04 - Spread chickpeas in a single layer on a parchment-lined baking sheet.
05 - Bake for 30–35 minutes, stirring or shaking the pan every 10 minutes, until golden and crispy.
06 - Allow chickpeas to cool slightly before serving warm or at room temperature.

# Expert Advice:

01 -
  • They're impossibly crispy on the outside yet satisfying in a way that chips could never be.
  • The cumin and smoked paprika combination hits a flavor sweet spot that keeps you reaching for more.

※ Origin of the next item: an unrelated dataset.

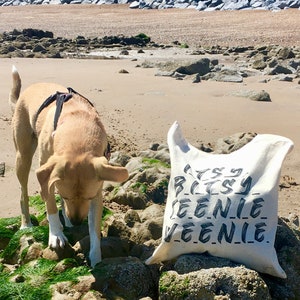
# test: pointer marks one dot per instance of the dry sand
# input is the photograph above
(138, 108)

  • Ten minutes of prep means you can have a protein-packed snack without the guilt of anything deep-fried.
02 -
  • Drying the chickpeas is non-negotiable—I learned this the hard way with a soggy first batch that taught me patience and paper towels are your friends.
  • Stirring every ten minutes makes an enormous difference between chewy centers and uniformly crispy results all the way through.
03 -
  • A squeeze of fresh lime juice right after roasting adds a brightness that somehow makes them even more addictive.
  • If you're serving them on a salad, roast them a few extra minutes to ensure they stay crispy even when they hit cool greens and dressing.